レンタルDVD鑑賞日記その457。

 一般の怪奇映像ドキュメンタリーと異なり、投稿映像や、関係者に対するインタビューを軸としたドキュメンタリーで構成するのでなく、冒頭から“再現映像も交えて”という断り書きを添えることで、登場する映像が必ずしも実物ではない、という免罪符を予め用意する形で進行している。

 それはそれでいいのです、面白ければ。或いは、事実を下敷きとしているが故の生々しさが表現出来ているのなら。むしろ、真偽について問題にせずに済むので、いい趣向とさえ言える。

 ……出来が良ければ、ですが。

 ぶっちゃけ、1本目を観ている時点で「あ、こりゃ駄目だ」と悟りました。農業体験ツアーでレイプ被害に遭った、という体験談を、再現と現地取材で……という体裁なんですが、隅から隅まで説得力がない。再現ドラマの拙さはまだいいとしよう、体験者へのインタビューおよび現地取材部分までもが仮に再現だったとしても、この状況はあらゆる点からあり得ません。大っぴらに広告を打ったツアーで安易に犯行に及べば2度目はないのですから、組織が関与するならもうちょっと計画は慎重なはずでしょう? レイプ被害に遭った女性はどうやって逃げ出したの? それこそ逃がしちゃマズいわけですし、仮に返すつもりだったとしても、何らかの策が合ったはずで、そこに触れないのはおかしい。そして現地取材の過程、あの場でいきなり激昂するような人間はたぶんこんな計画は遂行しないし、そもそも体験者が投稿しなくたってバレるんではないですか? これが表沙汰にならない巧妙な事件だとしたら、その巧妙さが一連の行動から窺えないのが不自然極まりない。

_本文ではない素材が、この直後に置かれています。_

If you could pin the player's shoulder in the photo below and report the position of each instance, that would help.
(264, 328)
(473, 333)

 何より、事実とするならこれは怪奇ドキュメンタリーで扱う話ではなくて、刑事事件になるか、もっと実際的なところで扱うべき案件でしょう。そもそもが、こういう体験を、まだ1本もリリースされていない怪奇ドキュメンタリーに投稿する女性なんているか?

 そしてそれらが嘘でも、まったく許せるわけではないにしても、ちゃんと練り込んであれば多少は許せるんですが、どうもディテールが緩すぎて面白くも何ともない。他にも、文字通り人格が入れ替わったように突如妻を虐待する男の話が出てくるんですが、これもインタビュー含めて説得力がないし、やっぱりこれも取材以前に奥さんを避難させる方が先でしょう。だいいち、取材陣に対しても暴力を振るってますから、普通に暴行事件で警察介入させられます。何を暢気に“取材継続”しているのだ。

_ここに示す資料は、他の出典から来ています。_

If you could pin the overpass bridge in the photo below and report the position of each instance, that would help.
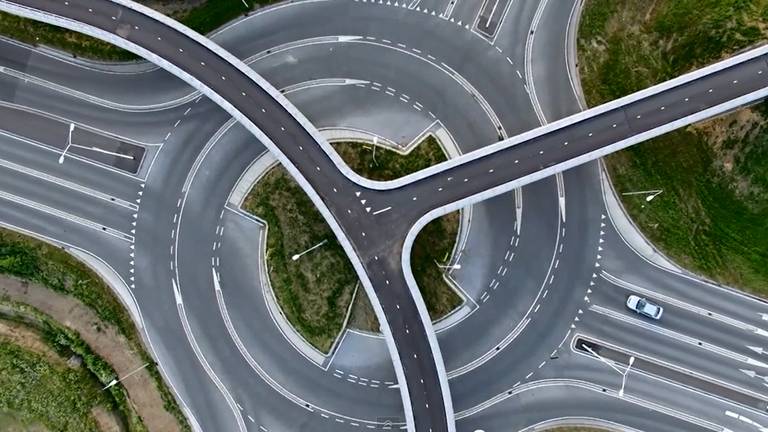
(348, 202)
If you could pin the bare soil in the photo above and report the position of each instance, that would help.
(104, 340)
(22, 336)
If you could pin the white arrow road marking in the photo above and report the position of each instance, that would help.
(519, 209)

 前述したように、体験談や怪奇映像そのものも再現、ということにするなら、それはそれでいいと思うのです私は。しかしそれなら、もーちょっと説得力を付け加えてくれ。もっと勉強してから挑戦しろ。もともと様子見のつもりで月額レンタルのリストに入れたので、続巻は登録してませんでしたが、続きを観る気がまったくなくなったので、記憶している限りは登録しません。